Tuesday, July 15, 2008

Court of Appeal binds itself

It is a long-held tradition in the Courts of law that lower courts should be bound by superior courts. This is the doctrine of stare decisis, or binding precedent, and ensures a relatively uniform approach to the law despite cases coming before different judges.
That a superior Court would bind a lower court goes almost without saying. But would a court bind itself? I.e. would a High Court bind another High Court, or would a Court of Appeal bind another Court of Appeal?
The traditional position is that a court is not bound by its previous decisions, although it would rarely stray from it. This gives litigants the certainty that the law would be largely uniformly applied, yet gives the court the flexibility to stray from its previous findings if necessary.
The Court of Appeal in its latest reported decision of Dato Seri Dr Kok Mew Soon v Mustapha Mohamed however, had taken the position that it binds itself. This means that a later Court of Appeal would be bound by an earlier Court of Appeal decision.

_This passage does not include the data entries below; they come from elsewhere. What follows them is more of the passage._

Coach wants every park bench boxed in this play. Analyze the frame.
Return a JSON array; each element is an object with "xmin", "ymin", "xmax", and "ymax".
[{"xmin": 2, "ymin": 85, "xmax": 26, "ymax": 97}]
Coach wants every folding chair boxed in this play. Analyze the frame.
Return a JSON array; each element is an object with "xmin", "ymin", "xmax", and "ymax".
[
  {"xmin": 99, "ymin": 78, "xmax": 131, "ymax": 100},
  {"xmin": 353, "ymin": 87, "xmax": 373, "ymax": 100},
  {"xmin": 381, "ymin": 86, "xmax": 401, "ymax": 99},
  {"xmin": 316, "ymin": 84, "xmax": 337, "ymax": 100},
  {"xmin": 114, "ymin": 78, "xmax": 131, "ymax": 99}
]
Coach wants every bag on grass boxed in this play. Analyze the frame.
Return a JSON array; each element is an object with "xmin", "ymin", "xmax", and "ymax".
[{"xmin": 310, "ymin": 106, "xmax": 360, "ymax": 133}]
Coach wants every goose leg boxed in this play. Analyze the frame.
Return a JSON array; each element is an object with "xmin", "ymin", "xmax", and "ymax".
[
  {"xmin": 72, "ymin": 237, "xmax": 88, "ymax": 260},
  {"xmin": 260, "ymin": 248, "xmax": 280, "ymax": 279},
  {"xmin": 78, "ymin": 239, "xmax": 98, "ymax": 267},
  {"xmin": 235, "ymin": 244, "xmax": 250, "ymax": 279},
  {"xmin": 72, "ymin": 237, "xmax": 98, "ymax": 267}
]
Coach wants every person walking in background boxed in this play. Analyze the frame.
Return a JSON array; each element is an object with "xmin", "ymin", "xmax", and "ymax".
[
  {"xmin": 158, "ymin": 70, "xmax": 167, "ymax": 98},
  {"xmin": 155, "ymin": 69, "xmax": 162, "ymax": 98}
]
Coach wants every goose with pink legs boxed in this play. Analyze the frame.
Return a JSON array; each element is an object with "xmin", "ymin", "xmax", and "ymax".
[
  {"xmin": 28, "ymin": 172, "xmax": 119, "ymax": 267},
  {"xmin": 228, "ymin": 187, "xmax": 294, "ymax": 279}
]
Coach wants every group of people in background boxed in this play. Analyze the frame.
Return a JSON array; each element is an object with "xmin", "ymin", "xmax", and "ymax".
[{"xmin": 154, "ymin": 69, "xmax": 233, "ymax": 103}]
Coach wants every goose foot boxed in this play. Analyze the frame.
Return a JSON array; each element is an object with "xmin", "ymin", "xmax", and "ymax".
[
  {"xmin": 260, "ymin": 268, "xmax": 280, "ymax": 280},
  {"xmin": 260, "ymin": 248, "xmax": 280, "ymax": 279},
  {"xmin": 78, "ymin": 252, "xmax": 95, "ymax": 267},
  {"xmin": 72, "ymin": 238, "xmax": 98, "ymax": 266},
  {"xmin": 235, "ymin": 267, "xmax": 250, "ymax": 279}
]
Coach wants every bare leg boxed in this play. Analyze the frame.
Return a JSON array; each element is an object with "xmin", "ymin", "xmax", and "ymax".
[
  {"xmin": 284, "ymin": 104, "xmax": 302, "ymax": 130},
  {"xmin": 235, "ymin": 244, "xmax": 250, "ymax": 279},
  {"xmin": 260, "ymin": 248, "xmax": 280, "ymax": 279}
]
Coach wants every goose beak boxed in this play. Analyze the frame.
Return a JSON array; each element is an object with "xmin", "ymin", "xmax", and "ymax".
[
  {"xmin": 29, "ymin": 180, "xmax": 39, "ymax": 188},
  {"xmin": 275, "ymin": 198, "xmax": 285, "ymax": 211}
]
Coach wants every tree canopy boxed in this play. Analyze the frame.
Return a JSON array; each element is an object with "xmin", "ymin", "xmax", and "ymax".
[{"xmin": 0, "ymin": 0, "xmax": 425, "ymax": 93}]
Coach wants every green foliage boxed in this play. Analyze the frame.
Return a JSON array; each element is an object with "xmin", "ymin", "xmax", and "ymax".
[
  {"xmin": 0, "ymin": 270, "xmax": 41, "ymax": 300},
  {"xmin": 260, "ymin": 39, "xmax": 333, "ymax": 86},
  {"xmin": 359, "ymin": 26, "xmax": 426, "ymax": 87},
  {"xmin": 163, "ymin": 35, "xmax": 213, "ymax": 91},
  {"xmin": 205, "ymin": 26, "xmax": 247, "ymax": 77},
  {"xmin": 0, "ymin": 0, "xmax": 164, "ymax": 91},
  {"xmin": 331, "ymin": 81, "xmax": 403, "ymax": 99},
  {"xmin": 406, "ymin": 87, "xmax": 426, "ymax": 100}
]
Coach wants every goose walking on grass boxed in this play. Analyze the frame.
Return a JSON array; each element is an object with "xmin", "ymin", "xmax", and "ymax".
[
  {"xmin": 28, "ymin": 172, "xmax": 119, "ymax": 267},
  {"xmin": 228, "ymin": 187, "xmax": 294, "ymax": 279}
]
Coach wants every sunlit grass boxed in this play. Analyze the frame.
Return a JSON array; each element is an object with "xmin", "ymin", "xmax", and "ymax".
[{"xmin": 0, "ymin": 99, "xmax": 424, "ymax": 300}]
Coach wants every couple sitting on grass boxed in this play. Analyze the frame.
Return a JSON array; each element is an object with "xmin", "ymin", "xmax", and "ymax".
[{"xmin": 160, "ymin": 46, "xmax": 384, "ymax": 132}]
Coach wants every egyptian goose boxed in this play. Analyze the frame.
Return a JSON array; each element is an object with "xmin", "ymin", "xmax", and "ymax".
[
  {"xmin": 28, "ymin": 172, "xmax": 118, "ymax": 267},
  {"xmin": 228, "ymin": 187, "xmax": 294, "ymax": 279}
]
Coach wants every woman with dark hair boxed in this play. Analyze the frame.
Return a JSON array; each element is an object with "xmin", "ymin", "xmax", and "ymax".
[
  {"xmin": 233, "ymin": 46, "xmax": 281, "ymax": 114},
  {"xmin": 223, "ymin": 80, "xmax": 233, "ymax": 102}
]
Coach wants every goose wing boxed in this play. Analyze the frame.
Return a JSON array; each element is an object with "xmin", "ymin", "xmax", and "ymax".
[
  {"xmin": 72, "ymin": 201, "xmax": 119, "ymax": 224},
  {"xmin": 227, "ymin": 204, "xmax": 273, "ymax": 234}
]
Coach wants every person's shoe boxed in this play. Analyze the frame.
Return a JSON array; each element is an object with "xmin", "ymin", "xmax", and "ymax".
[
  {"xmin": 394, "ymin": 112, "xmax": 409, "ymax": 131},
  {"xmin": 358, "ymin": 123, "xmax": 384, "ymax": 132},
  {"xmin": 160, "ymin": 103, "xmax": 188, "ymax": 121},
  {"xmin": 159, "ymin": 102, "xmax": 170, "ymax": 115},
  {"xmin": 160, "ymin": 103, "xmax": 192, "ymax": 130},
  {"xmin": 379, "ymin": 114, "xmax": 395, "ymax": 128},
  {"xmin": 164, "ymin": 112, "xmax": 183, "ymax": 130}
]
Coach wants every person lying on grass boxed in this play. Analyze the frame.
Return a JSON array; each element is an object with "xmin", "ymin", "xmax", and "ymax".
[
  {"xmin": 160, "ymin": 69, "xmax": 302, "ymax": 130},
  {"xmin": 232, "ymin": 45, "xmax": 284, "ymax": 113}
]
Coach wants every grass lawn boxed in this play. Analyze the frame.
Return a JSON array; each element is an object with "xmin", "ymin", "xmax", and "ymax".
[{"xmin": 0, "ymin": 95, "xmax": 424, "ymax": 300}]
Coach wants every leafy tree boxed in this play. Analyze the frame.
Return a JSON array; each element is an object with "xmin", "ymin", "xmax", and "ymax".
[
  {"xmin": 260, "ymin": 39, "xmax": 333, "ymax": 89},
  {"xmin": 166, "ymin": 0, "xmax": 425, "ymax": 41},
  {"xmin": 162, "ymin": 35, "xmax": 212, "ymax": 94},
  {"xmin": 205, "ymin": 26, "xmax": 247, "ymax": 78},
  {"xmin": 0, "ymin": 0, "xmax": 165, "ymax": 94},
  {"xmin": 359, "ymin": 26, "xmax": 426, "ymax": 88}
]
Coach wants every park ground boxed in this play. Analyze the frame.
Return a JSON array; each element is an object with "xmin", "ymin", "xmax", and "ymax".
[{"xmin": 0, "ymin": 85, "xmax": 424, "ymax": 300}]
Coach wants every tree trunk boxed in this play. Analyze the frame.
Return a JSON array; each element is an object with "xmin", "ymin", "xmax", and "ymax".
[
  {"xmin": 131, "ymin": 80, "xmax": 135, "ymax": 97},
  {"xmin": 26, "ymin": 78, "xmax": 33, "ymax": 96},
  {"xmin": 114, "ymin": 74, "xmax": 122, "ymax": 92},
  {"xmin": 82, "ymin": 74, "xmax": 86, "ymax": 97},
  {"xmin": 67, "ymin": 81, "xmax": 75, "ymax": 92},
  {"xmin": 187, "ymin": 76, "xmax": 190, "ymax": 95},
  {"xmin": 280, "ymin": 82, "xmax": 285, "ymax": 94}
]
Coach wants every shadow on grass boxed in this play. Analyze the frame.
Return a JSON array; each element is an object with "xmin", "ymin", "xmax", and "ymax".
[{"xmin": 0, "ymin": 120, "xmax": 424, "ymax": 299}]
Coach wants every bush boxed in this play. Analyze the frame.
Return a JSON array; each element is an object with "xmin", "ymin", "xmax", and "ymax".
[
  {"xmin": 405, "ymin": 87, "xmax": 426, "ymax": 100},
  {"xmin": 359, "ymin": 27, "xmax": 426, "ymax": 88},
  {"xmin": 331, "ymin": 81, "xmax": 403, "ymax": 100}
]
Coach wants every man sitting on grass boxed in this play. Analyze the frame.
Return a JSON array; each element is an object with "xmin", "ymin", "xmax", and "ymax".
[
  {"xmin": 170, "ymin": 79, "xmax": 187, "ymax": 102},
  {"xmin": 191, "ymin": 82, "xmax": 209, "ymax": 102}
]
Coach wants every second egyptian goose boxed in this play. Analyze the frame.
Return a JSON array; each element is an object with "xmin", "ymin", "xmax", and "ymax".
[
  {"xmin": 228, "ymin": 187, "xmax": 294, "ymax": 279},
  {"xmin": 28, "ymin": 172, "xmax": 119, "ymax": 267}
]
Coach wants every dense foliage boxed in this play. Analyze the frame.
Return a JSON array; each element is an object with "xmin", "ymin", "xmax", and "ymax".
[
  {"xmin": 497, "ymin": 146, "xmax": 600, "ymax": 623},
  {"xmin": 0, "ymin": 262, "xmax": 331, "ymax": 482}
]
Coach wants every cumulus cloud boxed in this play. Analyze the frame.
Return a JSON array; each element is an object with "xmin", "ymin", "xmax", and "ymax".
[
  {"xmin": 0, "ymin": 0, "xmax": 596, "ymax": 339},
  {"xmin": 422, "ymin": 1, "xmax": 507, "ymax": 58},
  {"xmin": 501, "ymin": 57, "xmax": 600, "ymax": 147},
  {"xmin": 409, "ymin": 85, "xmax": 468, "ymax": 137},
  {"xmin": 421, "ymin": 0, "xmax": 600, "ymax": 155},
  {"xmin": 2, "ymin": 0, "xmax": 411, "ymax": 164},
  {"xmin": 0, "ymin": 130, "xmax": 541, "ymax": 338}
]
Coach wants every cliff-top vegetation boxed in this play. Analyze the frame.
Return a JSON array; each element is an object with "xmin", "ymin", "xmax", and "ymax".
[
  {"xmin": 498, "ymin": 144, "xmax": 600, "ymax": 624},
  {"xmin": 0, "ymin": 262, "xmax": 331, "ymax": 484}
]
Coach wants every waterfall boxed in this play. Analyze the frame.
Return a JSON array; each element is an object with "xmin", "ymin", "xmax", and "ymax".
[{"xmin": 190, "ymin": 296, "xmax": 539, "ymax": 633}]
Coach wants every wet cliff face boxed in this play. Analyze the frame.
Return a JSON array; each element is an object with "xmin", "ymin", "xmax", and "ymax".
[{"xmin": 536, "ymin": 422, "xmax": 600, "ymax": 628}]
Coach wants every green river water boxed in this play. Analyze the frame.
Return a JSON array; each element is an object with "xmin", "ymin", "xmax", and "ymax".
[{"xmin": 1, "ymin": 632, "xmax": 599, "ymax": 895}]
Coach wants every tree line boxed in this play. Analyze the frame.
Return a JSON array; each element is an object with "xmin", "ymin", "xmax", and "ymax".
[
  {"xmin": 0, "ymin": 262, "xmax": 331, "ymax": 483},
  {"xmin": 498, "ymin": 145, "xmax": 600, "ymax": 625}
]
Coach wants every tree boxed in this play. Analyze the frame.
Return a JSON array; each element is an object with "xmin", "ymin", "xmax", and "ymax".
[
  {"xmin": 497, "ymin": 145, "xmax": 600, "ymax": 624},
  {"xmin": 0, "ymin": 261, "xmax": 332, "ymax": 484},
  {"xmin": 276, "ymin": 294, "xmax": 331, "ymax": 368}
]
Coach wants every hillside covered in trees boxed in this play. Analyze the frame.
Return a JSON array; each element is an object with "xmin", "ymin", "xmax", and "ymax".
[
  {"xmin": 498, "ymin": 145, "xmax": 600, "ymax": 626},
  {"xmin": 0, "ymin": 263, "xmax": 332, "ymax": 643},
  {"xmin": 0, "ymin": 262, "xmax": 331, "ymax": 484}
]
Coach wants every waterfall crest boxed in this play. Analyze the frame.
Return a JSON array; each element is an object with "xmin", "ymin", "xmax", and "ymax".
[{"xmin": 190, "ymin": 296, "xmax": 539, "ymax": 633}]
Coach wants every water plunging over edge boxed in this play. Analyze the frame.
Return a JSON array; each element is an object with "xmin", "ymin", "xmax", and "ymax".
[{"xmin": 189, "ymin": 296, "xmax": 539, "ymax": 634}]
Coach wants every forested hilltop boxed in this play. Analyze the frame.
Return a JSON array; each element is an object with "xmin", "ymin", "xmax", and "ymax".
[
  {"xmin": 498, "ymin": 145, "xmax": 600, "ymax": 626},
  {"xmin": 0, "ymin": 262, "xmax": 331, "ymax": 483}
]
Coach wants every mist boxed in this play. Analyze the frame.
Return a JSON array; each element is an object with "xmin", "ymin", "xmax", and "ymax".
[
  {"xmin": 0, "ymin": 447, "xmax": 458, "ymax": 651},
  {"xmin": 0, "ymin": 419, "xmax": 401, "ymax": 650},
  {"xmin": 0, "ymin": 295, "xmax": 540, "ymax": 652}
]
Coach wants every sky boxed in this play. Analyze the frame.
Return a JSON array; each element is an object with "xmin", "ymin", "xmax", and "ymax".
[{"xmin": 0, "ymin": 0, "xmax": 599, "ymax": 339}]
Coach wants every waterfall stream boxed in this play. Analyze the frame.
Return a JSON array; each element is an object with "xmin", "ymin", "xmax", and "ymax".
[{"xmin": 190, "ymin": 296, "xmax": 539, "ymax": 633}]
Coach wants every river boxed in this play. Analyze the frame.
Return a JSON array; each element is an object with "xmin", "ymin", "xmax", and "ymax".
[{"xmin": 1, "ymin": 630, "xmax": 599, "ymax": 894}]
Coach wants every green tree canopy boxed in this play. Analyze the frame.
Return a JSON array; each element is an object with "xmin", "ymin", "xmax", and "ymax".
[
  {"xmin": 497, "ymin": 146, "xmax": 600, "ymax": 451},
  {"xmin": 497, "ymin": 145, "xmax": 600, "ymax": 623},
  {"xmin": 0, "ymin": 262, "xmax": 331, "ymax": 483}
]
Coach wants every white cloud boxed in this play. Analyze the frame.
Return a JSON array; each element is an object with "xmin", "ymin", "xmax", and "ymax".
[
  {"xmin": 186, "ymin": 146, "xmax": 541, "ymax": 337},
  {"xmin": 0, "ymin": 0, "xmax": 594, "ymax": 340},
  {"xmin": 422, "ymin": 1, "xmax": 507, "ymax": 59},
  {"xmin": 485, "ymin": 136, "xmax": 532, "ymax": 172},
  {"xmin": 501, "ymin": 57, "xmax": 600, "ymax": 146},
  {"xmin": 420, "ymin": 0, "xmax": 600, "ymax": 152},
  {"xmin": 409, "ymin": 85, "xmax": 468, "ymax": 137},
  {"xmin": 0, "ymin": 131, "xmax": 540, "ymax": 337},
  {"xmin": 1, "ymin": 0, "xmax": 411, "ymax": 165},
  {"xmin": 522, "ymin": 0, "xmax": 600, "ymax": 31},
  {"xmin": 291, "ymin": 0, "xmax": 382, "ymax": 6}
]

At the Court of Appeal level, this issue is still very much manageable, because there are only a few Court of Appeal judges and mostly located at Putrajaya. But would this decision also translate into the High Court binding itself? Logically, there is no reason why that should not be the case. The problem is this: there are many more High Court judges and High Court locations as compared to the Court of Appeal. There are points of law in which High Court judges would honestly and with all sincerity differ.
The difference in opinion is not an issue. It allows room for the development of legal principles in more well-thought out scenarios. But would a High Court judge now consider himself/herself bound by an earlier High Court judge, merely because the other chap decided the issue first? Is the only way open to a High Court judge to differ from another decision by way of declaring that other decision per incuriam (i.e. erroneous from the start)? Surely that is too drastic and would not be easily resorted to by any judge of sound standing.
The Court of Appeal has made its decision. It is arguably obiter (side comment) rather than ratio (binding principle), but as a trial judge once remarked to me when I tried to make that distinction: It is still an obiter of the Court of Appeal.